With the collaboration of an old-time user, who experienced this problem after years of newsletters sent with our plugin, we took the time to deeply check that specific case.

We analyzed all the available logs, from those of Newsletter to the ones of the web server, and the origins of the subscribers (mostly from big companies).

The results were clear: all cancellations started from IP addresses assigned to Microsoft Azure data centers. Probably all those subscribers (with different domains) were using cloud services to manage the mail and almost surely running antivirus or antispam applications. Those kinds of software can deeply scan the email content, follow the contained links, and behave like real browsers.

A deep check of the web server logs revealed that the traffic from those data centers’ IPs was not distinguishable from real traffic, since the User Agent was set in a way it cannot be detected as a bot. This is, of course, an obvious choice to avoid being filtered by scammers.

Moreover, we verified that the bots were not only “following a link”, but they executed the antibot JavaScript making HTTP POST requests, ultimately making it harder to block them.

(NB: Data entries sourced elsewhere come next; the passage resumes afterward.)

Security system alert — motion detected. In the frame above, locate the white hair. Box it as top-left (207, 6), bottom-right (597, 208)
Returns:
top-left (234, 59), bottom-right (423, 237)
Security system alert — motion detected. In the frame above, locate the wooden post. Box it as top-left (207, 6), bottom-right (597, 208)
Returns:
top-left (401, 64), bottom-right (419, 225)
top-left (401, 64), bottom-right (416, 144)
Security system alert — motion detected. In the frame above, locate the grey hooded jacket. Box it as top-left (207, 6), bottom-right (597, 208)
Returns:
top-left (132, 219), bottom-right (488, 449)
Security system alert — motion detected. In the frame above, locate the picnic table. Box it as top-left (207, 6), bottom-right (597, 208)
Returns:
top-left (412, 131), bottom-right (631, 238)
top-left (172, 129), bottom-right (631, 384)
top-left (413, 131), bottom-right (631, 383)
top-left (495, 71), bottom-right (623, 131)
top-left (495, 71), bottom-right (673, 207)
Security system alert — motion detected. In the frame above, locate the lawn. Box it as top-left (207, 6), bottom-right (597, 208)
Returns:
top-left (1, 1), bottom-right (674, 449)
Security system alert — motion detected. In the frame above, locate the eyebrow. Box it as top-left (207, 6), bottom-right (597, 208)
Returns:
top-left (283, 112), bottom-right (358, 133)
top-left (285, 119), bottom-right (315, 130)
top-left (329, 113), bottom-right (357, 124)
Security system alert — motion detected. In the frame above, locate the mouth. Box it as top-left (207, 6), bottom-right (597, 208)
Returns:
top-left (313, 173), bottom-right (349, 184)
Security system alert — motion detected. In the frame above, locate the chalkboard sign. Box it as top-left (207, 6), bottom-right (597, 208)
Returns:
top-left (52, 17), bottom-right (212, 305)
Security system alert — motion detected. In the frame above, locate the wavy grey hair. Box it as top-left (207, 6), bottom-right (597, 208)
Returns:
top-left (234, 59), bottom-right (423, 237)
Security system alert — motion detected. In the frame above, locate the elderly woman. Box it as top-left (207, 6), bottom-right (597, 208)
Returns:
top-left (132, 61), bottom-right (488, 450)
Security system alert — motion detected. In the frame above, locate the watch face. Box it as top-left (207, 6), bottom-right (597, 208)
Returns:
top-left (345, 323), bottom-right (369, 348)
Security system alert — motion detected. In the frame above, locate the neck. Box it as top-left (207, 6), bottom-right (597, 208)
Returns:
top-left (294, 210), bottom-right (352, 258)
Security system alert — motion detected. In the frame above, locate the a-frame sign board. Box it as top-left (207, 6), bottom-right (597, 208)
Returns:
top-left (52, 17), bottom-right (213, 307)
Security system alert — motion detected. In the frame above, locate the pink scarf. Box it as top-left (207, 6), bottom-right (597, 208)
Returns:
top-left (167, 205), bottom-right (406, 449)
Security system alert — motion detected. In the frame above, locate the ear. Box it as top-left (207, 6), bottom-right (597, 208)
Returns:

Working at the IP level is a possible solution, but traffic can come from data centers as well, since many companies use proxies for their normal traffic, so an IP from Azure does not mean automatically a bot.

Tech note

If you look at the source of a newsletter, you should find something like:

      List-Unsubscribe: <https://www.yoursite.com/?na=ocu&nk=...>

where the “…” is replaced with a unique subscriber token. If the header is not there, probably it has been removed by the mail service of your provider.